In reply to a post by PhilipD:
Mesh networks only really compound the issues for everyone, the more mesh networks your neighbours add, the more interference you see, so the more you add. The ISPs and hardware manufacturers love it of course, they are following the marketing of the washing powders with "Our best ever yet" mantras, and just keep selling more of the same.

I'm not sure this is correct. Mesh networks are access points (AP) that share the client table between them, so that instead of the decision to connect being primarily that of that station (STA), in a mesh the AP has a chance to say "don't talk to me, talk to my colleague instead". Even in an isolated farmhouse a mesh network solves the problems of radio transmission from a single point.

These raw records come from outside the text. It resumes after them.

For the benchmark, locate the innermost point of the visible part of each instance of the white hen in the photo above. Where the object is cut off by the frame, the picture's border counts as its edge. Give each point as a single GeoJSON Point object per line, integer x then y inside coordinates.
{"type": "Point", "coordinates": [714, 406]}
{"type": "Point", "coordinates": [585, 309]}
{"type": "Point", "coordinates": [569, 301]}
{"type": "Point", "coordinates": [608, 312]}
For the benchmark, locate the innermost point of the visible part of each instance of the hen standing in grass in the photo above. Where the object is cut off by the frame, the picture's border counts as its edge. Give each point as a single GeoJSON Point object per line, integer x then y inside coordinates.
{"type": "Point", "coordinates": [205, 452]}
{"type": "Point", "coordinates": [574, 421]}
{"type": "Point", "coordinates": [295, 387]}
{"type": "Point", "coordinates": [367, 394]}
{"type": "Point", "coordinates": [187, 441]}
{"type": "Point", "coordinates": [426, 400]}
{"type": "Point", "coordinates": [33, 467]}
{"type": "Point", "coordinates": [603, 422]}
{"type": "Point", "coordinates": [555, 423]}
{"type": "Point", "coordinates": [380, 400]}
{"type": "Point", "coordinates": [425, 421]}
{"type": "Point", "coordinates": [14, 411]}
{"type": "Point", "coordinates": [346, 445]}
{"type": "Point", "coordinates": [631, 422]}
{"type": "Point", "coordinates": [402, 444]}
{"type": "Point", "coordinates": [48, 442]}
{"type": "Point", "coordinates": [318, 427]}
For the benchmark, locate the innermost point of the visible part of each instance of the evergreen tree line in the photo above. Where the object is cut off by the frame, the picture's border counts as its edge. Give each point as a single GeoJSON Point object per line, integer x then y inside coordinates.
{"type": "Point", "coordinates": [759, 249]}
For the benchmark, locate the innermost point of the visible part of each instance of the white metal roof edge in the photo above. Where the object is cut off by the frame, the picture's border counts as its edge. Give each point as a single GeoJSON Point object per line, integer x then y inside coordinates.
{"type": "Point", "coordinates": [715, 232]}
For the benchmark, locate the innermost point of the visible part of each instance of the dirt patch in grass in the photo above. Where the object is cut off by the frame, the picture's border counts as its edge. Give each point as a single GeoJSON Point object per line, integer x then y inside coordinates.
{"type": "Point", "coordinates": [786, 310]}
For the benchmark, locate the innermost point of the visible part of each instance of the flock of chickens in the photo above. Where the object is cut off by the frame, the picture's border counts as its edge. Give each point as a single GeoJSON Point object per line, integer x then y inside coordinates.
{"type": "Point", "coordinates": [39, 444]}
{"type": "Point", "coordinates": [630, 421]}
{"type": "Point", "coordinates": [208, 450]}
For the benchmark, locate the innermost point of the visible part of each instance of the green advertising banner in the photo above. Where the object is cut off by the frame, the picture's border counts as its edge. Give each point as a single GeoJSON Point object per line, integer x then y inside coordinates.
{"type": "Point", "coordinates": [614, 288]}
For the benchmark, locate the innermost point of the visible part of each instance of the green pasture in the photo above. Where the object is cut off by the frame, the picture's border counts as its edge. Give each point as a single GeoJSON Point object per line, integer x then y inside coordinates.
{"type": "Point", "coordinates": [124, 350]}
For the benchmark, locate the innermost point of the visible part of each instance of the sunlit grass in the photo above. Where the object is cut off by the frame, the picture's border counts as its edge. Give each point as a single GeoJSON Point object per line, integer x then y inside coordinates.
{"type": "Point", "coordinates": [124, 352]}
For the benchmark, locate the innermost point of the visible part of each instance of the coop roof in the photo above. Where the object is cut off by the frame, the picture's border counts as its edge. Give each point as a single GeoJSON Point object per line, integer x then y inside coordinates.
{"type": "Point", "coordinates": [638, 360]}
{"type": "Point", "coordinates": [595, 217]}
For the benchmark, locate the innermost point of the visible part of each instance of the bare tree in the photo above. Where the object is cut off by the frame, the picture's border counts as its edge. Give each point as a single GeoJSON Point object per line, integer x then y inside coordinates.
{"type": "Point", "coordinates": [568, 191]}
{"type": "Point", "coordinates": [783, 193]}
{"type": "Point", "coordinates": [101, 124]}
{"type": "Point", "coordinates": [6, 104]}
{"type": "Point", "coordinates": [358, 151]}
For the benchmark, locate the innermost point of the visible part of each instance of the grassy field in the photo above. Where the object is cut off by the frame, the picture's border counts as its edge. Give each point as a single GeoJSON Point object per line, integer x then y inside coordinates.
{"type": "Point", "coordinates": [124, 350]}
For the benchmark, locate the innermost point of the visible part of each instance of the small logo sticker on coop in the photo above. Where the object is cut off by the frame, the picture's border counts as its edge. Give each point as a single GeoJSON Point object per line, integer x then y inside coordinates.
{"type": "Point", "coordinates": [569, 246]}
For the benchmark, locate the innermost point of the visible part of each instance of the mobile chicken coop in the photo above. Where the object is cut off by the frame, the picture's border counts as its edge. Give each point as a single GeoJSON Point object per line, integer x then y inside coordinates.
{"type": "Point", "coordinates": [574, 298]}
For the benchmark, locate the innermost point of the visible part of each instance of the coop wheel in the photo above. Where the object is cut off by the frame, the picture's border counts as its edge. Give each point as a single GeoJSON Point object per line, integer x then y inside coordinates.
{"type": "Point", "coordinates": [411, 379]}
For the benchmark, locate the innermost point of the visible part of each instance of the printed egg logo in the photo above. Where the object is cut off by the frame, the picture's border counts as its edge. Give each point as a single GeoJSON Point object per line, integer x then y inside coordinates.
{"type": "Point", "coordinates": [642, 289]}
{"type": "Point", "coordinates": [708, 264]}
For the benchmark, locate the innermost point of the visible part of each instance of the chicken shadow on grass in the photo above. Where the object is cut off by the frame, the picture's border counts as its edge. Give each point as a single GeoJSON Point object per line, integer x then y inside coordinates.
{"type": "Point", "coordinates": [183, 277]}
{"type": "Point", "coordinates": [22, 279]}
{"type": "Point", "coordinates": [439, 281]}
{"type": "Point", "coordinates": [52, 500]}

If you have a traditional UK house (wooden floorboards) then an AP in the loft pointing downwards is likely to have the best coverage. In some US homes (typically north east) with basements, there is a similar recommendation, pointing up. However most US homes have wooden walls, rather than block, and are more RF transparent.

However UK homes are often a problem for coverage, even 2.4 GHz.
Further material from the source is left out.